U.S. Senators Mike Enzi (R-Wyo.), Dick Durbin (D-Ill.), and Lamar Alexander (R-Tenn.) testified today at a Senate Commerce Committee hearing in favor of their legislation -- the Marketplace Fairness Act, S.1832 -- that would give states the option to collect the sales taxes they are owed under current law from out-of-state businesses, rather than rely on consumers to pay those taxes to the states--the method of tax collection to which they are now restricted.
Under the current tax loophole, while brick-and-mortar retailers collect sales taxes from customers who make purchases in their stores, many online and catalog retailers do not collect the same taxes. Under the Marketplace Fairness Act, states would have the option to collect sales and use tax revenues from out-of-state sellers through a new, simplified tax system.
Enzi said: "The Marketplace Fairness Act is simple, it is about states' rights, and it is about fairness. At a time when state budgets are under increasing pressure, Congress should give state and local governments the ability to enforce their own laws. This will give states less of an excuse to come knocking on the federal door for handouts and will reduce the problem of federally attached strings. It will give states a choice to reduce property taxes or other taxes."

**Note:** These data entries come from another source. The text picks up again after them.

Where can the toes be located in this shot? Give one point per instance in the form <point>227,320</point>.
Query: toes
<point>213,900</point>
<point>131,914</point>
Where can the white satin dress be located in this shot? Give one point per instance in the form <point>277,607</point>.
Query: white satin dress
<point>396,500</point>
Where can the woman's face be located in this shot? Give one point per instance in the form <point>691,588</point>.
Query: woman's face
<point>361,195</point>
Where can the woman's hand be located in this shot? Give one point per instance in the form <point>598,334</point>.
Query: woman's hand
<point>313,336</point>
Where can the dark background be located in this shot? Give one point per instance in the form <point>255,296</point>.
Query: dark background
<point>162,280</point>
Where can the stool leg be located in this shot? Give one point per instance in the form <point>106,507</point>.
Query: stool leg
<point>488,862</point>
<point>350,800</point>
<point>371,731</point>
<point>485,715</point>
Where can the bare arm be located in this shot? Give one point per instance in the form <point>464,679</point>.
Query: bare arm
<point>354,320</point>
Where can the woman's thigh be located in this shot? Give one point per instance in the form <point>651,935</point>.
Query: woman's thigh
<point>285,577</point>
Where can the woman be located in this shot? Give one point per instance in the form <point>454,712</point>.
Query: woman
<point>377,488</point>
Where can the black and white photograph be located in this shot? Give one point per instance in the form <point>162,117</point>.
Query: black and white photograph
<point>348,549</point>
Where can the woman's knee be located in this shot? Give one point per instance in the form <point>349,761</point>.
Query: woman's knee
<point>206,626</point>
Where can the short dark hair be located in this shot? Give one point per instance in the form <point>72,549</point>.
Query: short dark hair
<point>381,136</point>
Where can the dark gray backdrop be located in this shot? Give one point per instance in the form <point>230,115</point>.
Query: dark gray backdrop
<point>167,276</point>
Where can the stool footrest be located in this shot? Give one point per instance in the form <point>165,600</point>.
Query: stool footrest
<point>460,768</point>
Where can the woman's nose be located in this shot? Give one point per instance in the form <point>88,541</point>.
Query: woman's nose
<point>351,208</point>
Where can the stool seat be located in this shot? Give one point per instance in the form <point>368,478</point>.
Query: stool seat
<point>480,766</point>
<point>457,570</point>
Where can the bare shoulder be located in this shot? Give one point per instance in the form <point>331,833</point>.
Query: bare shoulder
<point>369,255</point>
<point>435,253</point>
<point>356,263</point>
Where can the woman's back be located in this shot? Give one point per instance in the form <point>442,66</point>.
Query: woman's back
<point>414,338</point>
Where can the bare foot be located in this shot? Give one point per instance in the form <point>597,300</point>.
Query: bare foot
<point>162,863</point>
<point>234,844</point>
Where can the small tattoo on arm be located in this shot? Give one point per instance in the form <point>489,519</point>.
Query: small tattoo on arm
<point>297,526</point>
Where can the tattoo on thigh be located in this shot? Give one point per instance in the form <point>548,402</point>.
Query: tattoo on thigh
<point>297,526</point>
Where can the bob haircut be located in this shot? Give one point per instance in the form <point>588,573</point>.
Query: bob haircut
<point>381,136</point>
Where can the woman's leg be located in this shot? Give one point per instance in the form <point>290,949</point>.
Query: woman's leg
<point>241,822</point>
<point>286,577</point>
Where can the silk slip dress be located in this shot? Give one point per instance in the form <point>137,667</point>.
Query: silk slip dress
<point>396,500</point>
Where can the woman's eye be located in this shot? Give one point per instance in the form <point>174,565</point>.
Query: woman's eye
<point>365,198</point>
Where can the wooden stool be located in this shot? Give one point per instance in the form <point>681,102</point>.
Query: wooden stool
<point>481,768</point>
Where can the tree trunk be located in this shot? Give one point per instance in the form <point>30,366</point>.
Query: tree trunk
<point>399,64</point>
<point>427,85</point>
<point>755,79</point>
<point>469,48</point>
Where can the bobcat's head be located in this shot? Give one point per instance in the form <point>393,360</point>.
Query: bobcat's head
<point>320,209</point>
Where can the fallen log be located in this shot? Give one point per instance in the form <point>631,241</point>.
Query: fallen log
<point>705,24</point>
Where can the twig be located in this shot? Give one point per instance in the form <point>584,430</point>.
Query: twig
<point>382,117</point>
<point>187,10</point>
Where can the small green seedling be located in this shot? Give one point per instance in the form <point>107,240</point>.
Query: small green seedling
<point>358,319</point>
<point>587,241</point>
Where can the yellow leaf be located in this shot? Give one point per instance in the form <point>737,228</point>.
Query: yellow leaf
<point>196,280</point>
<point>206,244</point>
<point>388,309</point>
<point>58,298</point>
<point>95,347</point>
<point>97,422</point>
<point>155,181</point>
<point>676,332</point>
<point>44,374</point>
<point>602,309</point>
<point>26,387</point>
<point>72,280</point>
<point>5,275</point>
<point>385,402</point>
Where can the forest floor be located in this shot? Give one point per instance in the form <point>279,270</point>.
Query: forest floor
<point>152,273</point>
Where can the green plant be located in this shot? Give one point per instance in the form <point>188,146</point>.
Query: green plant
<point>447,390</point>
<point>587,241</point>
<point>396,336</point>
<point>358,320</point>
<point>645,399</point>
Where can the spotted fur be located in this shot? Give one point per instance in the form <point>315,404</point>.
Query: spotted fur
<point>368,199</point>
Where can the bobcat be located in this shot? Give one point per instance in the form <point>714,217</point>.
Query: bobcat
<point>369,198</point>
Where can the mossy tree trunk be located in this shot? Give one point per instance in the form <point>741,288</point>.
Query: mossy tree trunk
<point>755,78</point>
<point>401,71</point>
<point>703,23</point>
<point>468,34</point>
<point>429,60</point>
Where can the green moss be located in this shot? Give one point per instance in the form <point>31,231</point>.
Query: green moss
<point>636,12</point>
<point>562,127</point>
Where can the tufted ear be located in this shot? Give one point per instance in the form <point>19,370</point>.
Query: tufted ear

Durbin said: "Brick and mortar retailers -- the backbone of many communities -- are required to collect sales and use taxes while internet retailers do not. That gives online retailers a 5 to 10 percent price advantage over local businesses that create jobs and invest directly in our communities. This price difference is killing our small brick and mortar retailers. That's not fair and it's not right. Small businesses in my home state of Illinois don't want a handout from Washington. They don't want special treatment. All they want is a level playing field. The Marketplace Fairness Act would level the playing field for small businesses by allowing states -- only if they choose -- to treat brick and mortar retailers the same as remote retailers."
Alexander said: "I have a conservative governor, a conservative lieutenant governor, and a conservative state legislature that think it's their business, not Washington's, to decide whether Tennessee should collect state sales taxes from everybody, or just some people, and whether to give out-of-state businesses a 10-percent discount when they sell things in Tennessee. This is an 11-page bill about two words: states' rights. Washington's biggest problem is that it makes too many decisions that ought to be made in Tennessee by families, communities, and the state."
The legislation would streamline the country's more than 7,500 diverse sales tax jurisdictions and provides two options by which states could begin collecting sales taxes from online and catalog purchases.
States that voluntarily become Member States of the Streamlined Sales and Use Tax Agreement (SSUTA) would be able to require remote sellers to collect and remit sales and use taxes after 90 days. A total of 24 states have permanently changed their tax laws and implemented the requirements of the agreement. The agreement would help harmonize states sales and use tax rules, bring uniformity to the definitions of items in the sales tax base, reduce the paperwork burden on retailers, and incorporate new technology to modernize administrative procedures.
States that do not wish to become members of SSUTA would be allowed to collect the taxes only if they adopt certain minimum simplification requirements and provide sellers with additional notices on the collection requirements.
The legislation exempts sellers who make less than $500,000 in total remote sales in the year preceding the sale to qualify for an exemption and will not be required to collect the tax.